Hook out straight away when I got home!

Hook out straight away when I got home!

The picture really doesn’t show up the sparkles very well, but in real life it will really add some shine to any shopping trip. I also got these colours:

I think these bags are going to be in demand!

I think these bags are going to be in demand!

So, west Wales is going to be full of lovely shopping bags – saving the environment and brightening up our lives.

… and sewing too…

Although sowing (actual and metaphorical) is an important part of being sustainable, I think that sewing is too…

I was mulling this over yesterday as I repaired the curtain (drape for my US friends) that covers our front door. I say ‘repaired’ but perhaps ‘reassembled’ might be more accurate

If only this was all she did with the mail!

If you don’t have terriers, you may not be aware of their propensity to eat the mail as if comes through the front door (yes, we have letter slots in our doors here in the UK, not those box things on posts that seem to be the norm in the US). Maxwell does not participate in this activity, but Samantha makes up for his lack by being particularly exuberant. This means that if the curtain is open, the mail is grabbed and shredded if no one is around, or simply grabbed if someone it there to yell at her. If, however, the curtain is closed, she grabs the mail through the fabric. This means that the weight of a fairly hefty terrier is taken by the curtain on a regular basis. The result being that the curtain fabric had become progressively detached from the rufflette tape (that’s the stuff that you draw up to make gathers at the top of a curtain).

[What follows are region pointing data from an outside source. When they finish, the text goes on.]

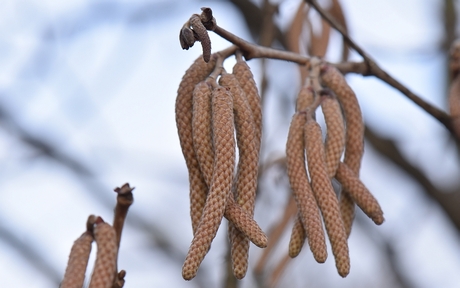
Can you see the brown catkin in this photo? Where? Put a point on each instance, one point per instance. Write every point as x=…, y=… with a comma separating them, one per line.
x=221, y=183
x=306, y=203
x=244, y=76
x=106, y=258
x=360, y=194
x=245, y=184
x=305, y=97
x=335, y=139
x=298, y=236
x=202, y=136
x=202, y=130
x=244, y=222
x=197, y=72
x=202, y=35
x=454, y=97
x=354, y=144
x=78, y=261
x=325, y=196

The curtain is made from a very heavy fabric, selected for its insulating properties and its ability to take the weight of a dog. The thread used to stitch the components together, however, turned out to be less robust. I bought the curtain from a company who sell fabric made only from natural fibres, so it was a surprise to discover that it had been stitched together using nylon thread. The problem with nylon is that it’s slippy, so once it starts to come apart it tends not to stop. But, with my trusty sewing machine (a 16th birthday present, so it’s lasted well) I was able to reattach the tape and lining to the curtain. Each seam now has three rows of stitches, so I think that it should stay in one piece for some time.

A skill like sewing is, in my opinion, greatly undervalued. Too often these days sewing seems to be considered either too old-fashioned to bother with or to be a frivolous hobby… fit only for creating fancy items. I was taught to sew by my mother, my grandmother and an old family friend, but we also had classes at school. These days, media studies and computing seem to be deemed more useful… shame. Wouldn’t it be great if all our kids grew up learning how to create and mend real, not just virtual, things? I learnt to make clothes as well as to do embroidery, needlepoint, darning… you name it.

The ability to repair an item like a curtain provides a way to save money, but is also a valuable addition to our sustainability toolbox… in the same way that Mr Snail-of-happiness can repair electrical items such as my radio. You will often hear exponents of things green talk about the three Rs: reduce, reuse and recycle, but I think that we should add a fourth: repair. And, in our house at least, this is what we are trying to do… sewing the seams of sustainability, perhaps!